第五話 台風の夜

 朝の十時、役場からの放送が空の色を変えた。
「大型台風接近。フェリー、全便欠航。外出は控えてください。避難所は小学校体育館——」
 スピーカーの軋む音が風の粒に混じり、島全体の温度を一段、下げるのではなく引き伸ばした。張り詰めた輪ゴムのような空気。雲はまだ整っているのに、水平線の向こう側で誰かが大きな器を傾け始めている気配がする。
 祖父は朝の回診から戻るやいなや、診療所の裏の倉庫を開け、古い赤いポリタンクを三つ引き出した。
「非常用発電機の燃料は、これだけ。足らん」
 蓮は腕まくりをし、静は吸入器の残量を確かめながら祖父の背中を追う。裏庭の片隅に据えられた発電機は、塗装が潮に焼かれて鈍く、ところどころのボルトは赤茶色に膨らんでいる。
「濃縮器(コンセントレーター)は何台?」
「二台。
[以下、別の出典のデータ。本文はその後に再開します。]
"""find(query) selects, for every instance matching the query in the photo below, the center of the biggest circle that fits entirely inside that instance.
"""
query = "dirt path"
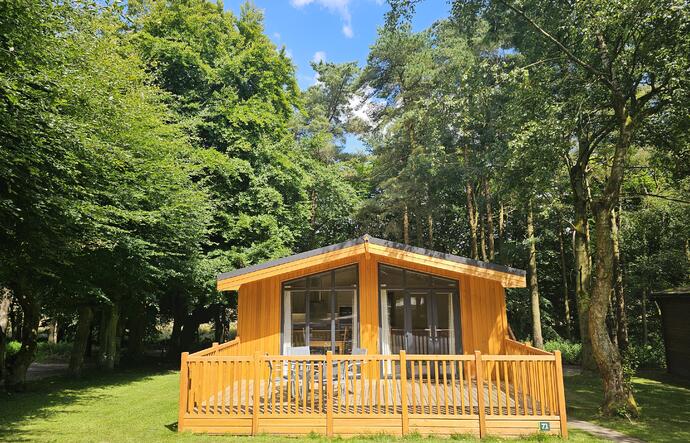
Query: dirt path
(602, 432)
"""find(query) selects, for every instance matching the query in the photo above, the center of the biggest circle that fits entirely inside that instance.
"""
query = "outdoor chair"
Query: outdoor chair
(288, 374)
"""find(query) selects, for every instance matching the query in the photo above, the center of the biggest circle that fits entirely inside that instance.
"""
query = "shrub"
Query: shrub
(571, 352)
(48, 352)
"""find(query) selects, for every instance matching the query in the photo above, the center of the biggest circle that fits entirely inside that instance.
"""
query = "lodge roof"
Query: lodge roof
(233, 279)
(673, 292)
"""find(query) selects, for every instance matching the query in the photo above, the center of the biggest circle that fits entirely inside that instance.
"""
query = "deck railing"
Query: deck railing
(355, 394)
(220, 350)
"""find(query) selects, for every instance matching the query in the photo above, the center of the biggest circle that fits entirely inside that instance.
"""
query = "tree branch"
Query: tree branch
(591, 69)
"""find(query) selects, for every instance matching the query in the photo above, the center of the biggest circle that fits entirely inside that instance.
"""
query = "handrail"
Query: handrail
(218, 349)
(401, 393)
(519, 348)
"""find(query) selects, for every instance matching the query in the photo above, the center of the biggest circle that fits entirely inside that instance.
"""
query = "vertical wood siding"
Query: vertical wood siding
(482, 307)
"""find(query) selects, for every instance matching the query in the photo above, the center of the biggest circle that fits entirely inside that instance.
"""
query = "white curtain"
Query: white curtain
(287, 322)
(451, 325)
(385, 324)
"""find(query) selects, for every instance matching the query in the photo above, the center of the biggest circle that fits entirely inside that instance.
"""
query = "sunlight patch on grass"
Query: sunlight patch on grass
(135, 406)
(665, 407)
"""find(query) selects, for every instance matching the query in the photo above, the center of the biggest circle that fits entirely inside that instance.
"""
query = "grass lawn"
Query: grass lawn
(664, 401)
(138, 405)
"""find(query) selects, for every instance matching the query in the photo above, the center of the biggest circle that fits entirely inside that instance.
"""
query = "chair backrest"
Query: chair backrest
(298, 350)
(359, 351)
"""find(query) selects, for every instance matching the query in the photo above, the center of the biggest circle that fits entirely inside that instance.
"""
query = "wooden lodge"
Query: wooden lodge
(370, 336)
(675, 311)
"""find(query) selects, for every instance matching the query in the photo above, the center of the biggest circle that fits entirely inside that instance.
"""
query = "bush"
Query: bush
(571, 352)
(46, 352)
(50, 352)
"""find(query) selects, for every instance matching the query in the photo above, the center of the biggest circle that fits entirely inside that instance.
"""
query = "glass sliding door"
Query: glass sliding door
(419, 312)
(320, 311)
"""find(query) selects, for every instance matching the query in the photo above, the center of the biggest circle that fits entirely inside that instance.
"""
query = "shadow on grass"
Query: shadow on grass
(664, 404)
(46, 397)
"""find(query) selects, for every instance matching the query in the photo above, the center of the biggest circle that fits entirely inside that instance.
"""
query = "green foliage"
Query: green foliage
(570, 352)
(53, 352)
(13, 347)
(142, 404)
(650, 356)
マツさの家に一台、ここに一台。ほかに簡易吸引器、ネブライザー。冷蔵庫は切る」
 祖父は指折り数え、ためらわずに切るもの、残すものを仕分けしていく。
「冷蔵庫は?」静が念のために重ねて問う。
「切る。氷は避難所に回す。保存の優先度は人。装置や食い物やなか」
「はい」
 祖父は二人に目だけで合図を送る。
「今から、配分と順番の話をする。命の重さに差はない。だが、今ここにある命を守る順番はある」
 蓮は唾を飲み込む。言葉が胸骨の裏に引っかかる感覚。祖父の声は低いが、低さが床を通って足裏からも入ってくる。
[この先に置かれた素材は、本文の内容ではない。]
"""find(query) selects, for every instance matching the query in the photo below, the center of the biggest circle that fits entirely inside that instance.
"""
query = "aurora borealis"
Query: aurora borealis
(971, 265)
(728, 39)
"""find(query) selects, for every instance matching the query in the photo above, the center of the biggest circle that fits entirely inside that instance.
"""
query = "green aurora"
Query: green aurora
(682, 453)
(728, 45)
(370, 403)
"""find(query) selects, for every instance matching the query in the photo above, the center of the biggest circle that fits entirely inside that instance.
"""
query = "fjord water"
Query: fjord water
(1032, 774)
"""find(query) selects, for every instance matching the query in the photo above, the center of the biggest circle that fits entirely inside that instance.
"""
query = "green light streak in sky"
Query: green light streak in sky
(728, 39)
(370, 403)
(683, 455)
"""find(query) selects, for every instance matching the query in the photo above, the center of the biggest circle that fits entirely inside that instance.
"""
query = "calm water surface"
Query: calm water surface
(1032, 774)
 白板を引き出し、祖父はマジックで丸と矢印を描いた。
「電源が要る機器は四種。酸素濃縮器、吸引器、ネブライザー、照明。優先順位は——」
 丸の大きさが違う。濃縮器の丸は大きく、照明は小さい。
「マツさの家は、濃縮器が止まると呼吸が落ちる。ここでは、今のところ静の吸入、こまごました処置。冬馬は今日、船を出さんはずだが、怪我人は出る。停電時、吸引は手動で代替できるが、濃縮器は手動では代替しづらい。つける時間と、間欠的に切る時間を刻んで回す」
「刻む?」蓮が訊く。
「十五分、二十分。指標は数字と顔。数字は酸素飽和度。顔は、目の焦点、唇の色、胸郭の動き。おい一人では足らん。蓮、数字を読み、記録しろ。静、顔を見る。顔が一番正確や。吸うより吐け。お前が吐けば、相手も吐ける」
 静はこくりと頷いた。
「港の避難所にも連絡は回ってる?」
「回っとる。体育館に発電機一台、燃料は心許ない。役場の職員が分配に来るが、フェリー欠航で本土からの補給はなか。今夜ば持たせる」
 今夜。具体の長さが、急に現実味を帯びて胸に落ちる。夜は長い。台風の夜は、音と時間が膨張する。
「蓮、タンクを持て」
「はい」
 祖父は雨具を着込む。静は胸に手を当て、息の幅を確かめるように一度深く吐いた。吐けば、入る。島に来てから、合言葉のように何度も繰り返したその一句が、今日ほど骨の奥まで降りた日はない。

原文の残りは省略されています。